People often turn on the radio or television news only to hear stories about murders, kidnappings, or elaborate white collar crimes and think that this popular representation in the media means that these crimes are the most prevalent in the U.S. But in actuality, such crimes are really not all that common; they simply attract the most attention due to their severity. The most common crimes in America are often much less newsworthy.
Simple cases of larceny and theft make up the bulk of the crimes that are reported to police within the United States. These offenses can range from stealing items of value as little as $5-$100 dollars to higher-priced items valued all the way up to several thousands of dollars. While high-profile thefts may make the news, its usually the smaller crimes that make up the bulk of work for criminal defense attorneys and prosecutors.
Burglary is another common crime in America. Many often confuse theft with burglary, thinking that they are the same thing. Theft is the taking of an item of value without another’s permission, while burglary describes the unlawful entrance into another’s home or onto his or her property with the intent of committing a crime. The intended crime does not need to take place, however, for one to be charged with burglary.
Aggravated assault also ranks among the most-reported crimes in the U.S. Assault by itself is defined as a physical attack of varying degrees. It is considered to be an aggravated assault when there are aggravating factors that seemingly make the assault worse.
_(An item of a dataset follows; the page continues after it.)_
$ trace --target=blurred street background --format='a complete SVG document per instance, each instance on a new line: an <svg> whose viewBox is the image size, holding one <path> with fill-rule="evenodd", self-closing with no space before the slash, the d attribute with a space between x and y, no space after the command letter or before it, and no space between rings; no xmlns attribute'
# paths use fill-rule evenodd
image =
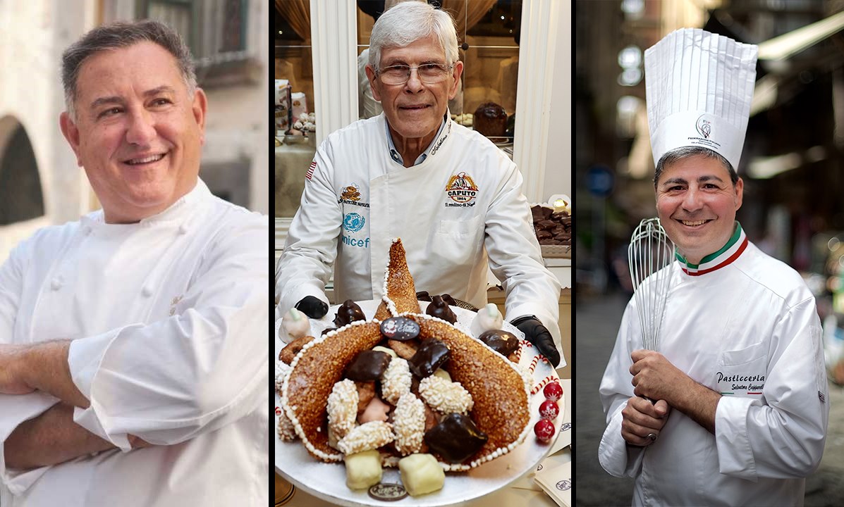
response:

For example, assaulting a neighbor or coworker while brandishing a weapon or during the commission of another crime might qualify as aggravated assault.
While the most common crimes may not get as much media coverage as other crimes, that doesn’t mean that a person charged with one of them should not consider his or her situation to be serious. A criminal conviction of any kind can have a dramatic impact on one’s reputation, career, and personal relationships. Thus, fighting for the most favorable outcome for the accused’s case (even if that doesn’t mean an acquittal) is always recommended.